All of lore.kernel.org
 help / color / mirror / Atom feed
From: Linus Torvalds <torvalds@linux-foundation.org>
To: Tim Chen <tim.c.chen@linux.intel.com>
Cc: Mel Gorman <mgorman@techsingularity.net>,
	Peter Zijlstra <peterz@infradead.org>,
	Ingo Molnar <mingo@elte.hu>, Andi Kleen <ak@linux.intel.com>,
	Kan Liang <kan.liang@intel.com>,
	Andrew Morton <akpm@linux-foundation.org>,
	Johannes Weiner <hannes@cmpxchg.org>, Jan Kara <jack@suse.cz>,
	Christopher Lameter <cl@linux.com>,
	"Eric W . Biederman" <ebiederm@xmission.com>,
	Davidlohr Bueso <dave@stgolabs.net>,
	linux-mm <linux-mm@kvack.org>,
	Linux Kernel Mailing List <linux-kernel@vger.kernel.org>
Subject: Re: [PATCH 2/2 v2] sched/wait: Introduce lock breaker in wake_up_page_bit
Date: Fri, 25 Aug 2017 12:58:05 -0700	[thread overview]
Message-ID: <CA+55aFyErsNw8bqTOCzcrarDZBdj+Ev=1N3sV-gxtLTH03bBFQ@mail.gmail.com> (raw)
In-Reply-To: <cd8ce7fbca9c126f7f928b8fa48d7a9197955b45.1503677178.git.tim.c.chen@linux.intel.com>

On Fri, Aug 25, 2017 at 9:13 AM, Tim Chen <tim.c.chen@linux.intel.com> wrote:
> Now that we have added breaks in the wait queue scan and allow bookmark
> on scan position, we put this logic in the wake_up_page_bit function.

Oh, _this_ is the other patch you were talking about. I thought it was
the NUMA counter threashold that was discussed around the same time,
and that's why I referred to Mel.

Gods, _this_ patch is ugly.  No, I'm not happy with it at all.
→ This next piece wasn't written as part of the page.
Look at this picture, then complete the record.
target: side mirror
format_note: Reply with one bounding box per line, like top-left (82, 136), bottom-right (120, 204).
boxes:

It
makes that wait_queue_head much bigger, for this disgusting one use.

So no, this is no good.

Now, maybe the page_wait_table[] itself could be changed to be
something that is *not* just the wait-queue head.

But if we need to change the page_wait_table[] itself to have more
information, then we should make it not be a wait-queue at all, we
should make it be a list of much more specialized entries, indexed by
the {page,bit} tuple.

And once we do that, we probably *could* use something like two
specialized lists: one that is wake-all, and one that is wake-one.
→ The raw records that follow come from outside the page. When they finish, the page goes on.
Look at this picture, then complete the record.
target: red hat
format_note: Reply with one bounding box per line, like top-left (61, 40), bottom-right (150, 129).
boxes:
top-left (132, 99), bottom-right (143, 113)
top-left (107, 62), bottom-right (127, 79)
So you'd have something like

    struct page_wait_struct {
        struct list_node list;
        struct page *page;
        int bit;
        struct llist_head all;
        struct llist_head exclusive;
    };

and then the "page_wait_table[]" would be just an array of

    struct page_wait_head {
        spinlock_t lock;
        struct hlist_head list;
    };

and then the rule is:

 - each page/bit combination allocates one of these page_wait_struct
entries when somebody starts waiting for it for the first time (and we
use the spinlock in the page_wait_head to serialize that list).

 - an exclusive wait (ie somebody who waits to get the bit for
locking) adds itself to the 'exclusive' llist

 - non-locking waiters add themselves to the 'all' list

 - we can use llist_del_all() to remove the 'all' list and then walk
it and wake them up without any locks

 - we can use llist_del_first() to remove the first exclusive waiter
and wait _it_ up without any locks.

Hmm? How does that sound? That means that we wouldn't use the normal
wait-queues at all for the page hash waiting. We'd use this two-level
list: one list to find the page/bit thing, and then two lists within
that fdor the wait-queues for just *that* page/bit.

So no need for the 'key' stuff at all, because the page/bit data would
be in the first data list, and the second list wouldn't have any of
these traversal issues where you have to be careful and do it one
entry at a time.

                 Linus

WARNING: multiple messages have this Message-ID (diff)
From: Linus Torvalds <torvalds@linux-foundation.org>
To: Tim Chen <tim.c.chen@linux.intel.com>
Cc: Mel Gorman <mgorman@techsingularity.net>,
	Peter Zijlstra <peterz@infradead.org>,
	Ingo Molnar <mingo@elte.hu>, Andi Kleen <ak@linux.intel.com>,
	Kan Liang <kan.liang@intel.com>,
	Andrew Morton <akpm@linux-foundation.org>,
	Johannes Weiner <hannes@cmpxchg.org>, Jan Kara <jack@suse.cz>,
	Christopher Lameter <cl@linux.com>,
	"Eric W . Biederman" <ebiederm@xmission.com>,
	Davidlohr Bueso <dave@stgolabs.net>,
	linux-mm <linux-mm@kvack.org>,
	Linux Kernel Mailing List <linux-kernel@vger.kernel.org>
Subject: Re: [PATCH 2/2 v2] sched/wait: Introduce lock breaker in wake_up_page_bit
Date: Fri, 25 Aug 2017 12:58:05 -0700	[thread overview]
Message-ID: <CA+55aFyErsNw8bqTOCzcrarDZBdj+Ev=1N3sV-gxtLTH03bBFQ@mail.gmail.com> (raw)
In-Reply-To: <cd8ce7fbca9c126f7f928b8fa48d7a9197955b45.1503677178.git.tim.c.chen@linux.intel.com>

On Fri, Aug 25, 2017 at 9:13 AM, Tim Chen <tim.c.chen@linux.intel.com> wrote:
> Now that we have added breaks in the wait queue scan and allow bookmark
> on scan position, we put this logic in the wake_up_page_bit function.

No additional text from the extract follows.